Similarly, Bitcoin’s network security depends on PoW mining being expensive: if mining a block is sufficiently difficult — and thus costly in financial terms, malicious actors will find it much harder to successfully perform an ongoing attack on the blockchain (e.g. perform double-spends, mine empty blocks, or reorganise the blockchain and reverse old transactions). Doing so would force attackers to spend significant resources in the form of specialised mining equipment and electricity ex-ante. 

The popular “energy cost per transaction” metric is regularly featured in the media and other academic studies despite having multiple issues.

First, transaction throughput (i.e. the number of transactions that the system can process) is independent of the network’s electricity consumption. Adding more mining equipment and thus increasing electricity consumption will have no impact on the number of processed transactions.

Second, a single Bitcoin transaction can contain hidden semantics that may not be immediately visible nor intelligible to observers. For instance, one transaction can include hundreds of payments to individual addresses, settle second-layer network payments (e.g. opening and closing channels in the Lightning network), or potentially represent billions of timestamped data points using open protocols such as OpenTimestamps.

Many electricity consumption estimates include comparisons with traditional payment systems. These may initially seem appropriate given that Bitcoin is often touted as global payment network. However, a closer look at the value proposition of these systems reveals substantial differences: unlike traditional payment systems, Bitcoin is designed to function as an open censorship-resistant value transfer system that anyone can access without requiring permission. Achieving these properties requires engaging in different trade-offs which, as mentioned previously, necessarily results in massive operational costs and inefficiencies.

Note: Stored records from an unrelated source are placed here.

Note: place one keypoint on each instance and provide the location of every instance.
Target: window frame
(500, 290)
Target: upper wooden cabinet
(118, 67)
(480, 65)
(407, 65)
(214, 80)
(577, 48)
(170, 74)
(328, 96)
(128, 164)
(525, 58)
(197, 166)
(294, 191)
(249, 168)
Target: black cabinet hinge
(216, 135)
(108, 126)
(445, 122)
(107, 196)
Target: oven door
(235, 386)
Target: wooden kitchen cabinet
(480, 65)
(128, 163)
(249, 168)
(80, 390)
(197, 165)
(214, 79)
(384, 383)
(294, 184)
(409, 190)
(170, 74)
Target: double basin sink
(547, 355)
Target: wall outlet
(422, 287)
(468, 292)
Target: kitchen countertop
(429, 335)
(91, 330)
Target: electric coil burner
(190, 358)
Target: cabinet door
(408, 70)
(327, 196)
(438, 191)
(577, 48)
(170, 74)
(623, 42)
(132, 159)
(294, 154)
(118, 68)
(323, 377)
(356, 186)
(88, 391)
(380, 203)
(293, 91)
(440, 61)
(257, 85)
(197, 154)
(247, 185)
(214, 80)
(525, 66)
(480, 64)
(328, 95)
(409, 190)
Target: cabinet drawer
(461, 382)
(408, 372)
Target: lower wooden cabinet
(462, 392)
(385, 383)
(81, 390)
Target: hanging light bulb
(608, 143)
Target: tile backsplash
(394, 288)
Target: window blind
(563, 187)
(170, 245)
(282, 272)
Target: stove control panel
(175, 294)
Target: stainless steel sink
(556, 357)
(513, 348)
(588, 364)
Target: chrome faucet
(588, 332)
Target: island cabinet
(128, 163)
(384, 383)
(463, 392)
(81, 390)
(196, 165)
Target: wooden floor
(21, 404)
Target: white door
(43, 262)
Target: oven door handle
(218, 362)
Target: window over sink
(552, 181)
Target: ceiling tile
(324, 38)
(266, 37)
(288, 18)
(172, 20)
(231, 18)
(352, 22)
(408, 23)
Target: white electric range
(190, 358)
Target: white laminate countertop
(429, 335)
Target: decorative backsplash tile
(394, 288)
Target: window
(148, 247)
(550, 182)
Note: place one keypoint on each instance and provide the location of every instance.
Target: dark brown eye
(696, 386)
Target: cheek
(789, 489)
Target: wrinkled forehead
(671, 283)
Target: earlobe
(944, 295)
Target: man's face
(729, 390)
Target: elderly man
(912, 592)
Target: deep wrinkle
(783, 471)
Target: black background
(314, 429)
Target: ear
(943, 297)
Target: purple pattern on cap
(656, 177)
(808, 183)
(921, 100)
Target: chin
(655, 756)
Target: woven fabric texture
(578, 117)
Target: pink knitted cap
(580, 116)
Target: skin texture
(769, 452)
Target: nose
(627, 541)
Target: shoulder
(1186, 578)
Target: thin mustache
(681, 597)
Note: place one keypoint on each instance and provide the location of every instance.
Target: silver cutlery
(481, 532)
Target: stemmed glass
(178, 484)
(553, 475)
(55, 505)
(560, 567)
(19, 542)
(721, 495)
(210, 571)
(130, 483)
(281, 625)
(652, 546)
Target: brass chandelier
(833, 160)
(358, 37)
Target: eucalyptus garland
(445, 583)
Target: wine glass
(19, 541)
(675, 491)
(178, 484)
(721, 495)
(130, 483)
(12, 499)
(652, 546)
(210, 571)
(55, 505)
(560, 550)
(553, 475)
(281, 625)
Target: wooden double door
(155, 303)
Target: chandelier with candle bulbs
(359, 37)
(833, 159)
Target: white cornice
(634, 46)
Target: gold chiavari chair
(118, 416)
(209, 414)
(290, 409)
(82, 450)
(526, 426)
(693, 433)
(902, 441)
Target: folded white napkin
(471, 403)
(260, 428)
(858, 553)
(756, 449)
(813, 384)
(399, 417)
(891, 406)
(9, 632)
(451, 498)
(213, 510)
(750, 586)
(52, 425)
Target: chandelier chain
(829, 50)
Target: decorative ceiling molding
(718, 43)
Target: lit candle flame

Furthermore, Bitcoin is more than a mere payment system: its native cryptocurrency bitcoin can be considered a synthetic commodity money that may be used as a long-term store of value (bitcoin is frequently called “digital gold”) and/or a means of exchange for purchasing goods and services (“digital cash”). Thanks to its security, the Bitcoin network can also be used as a public notary to verify the existence and integrity of timestamped data (e.g. documents).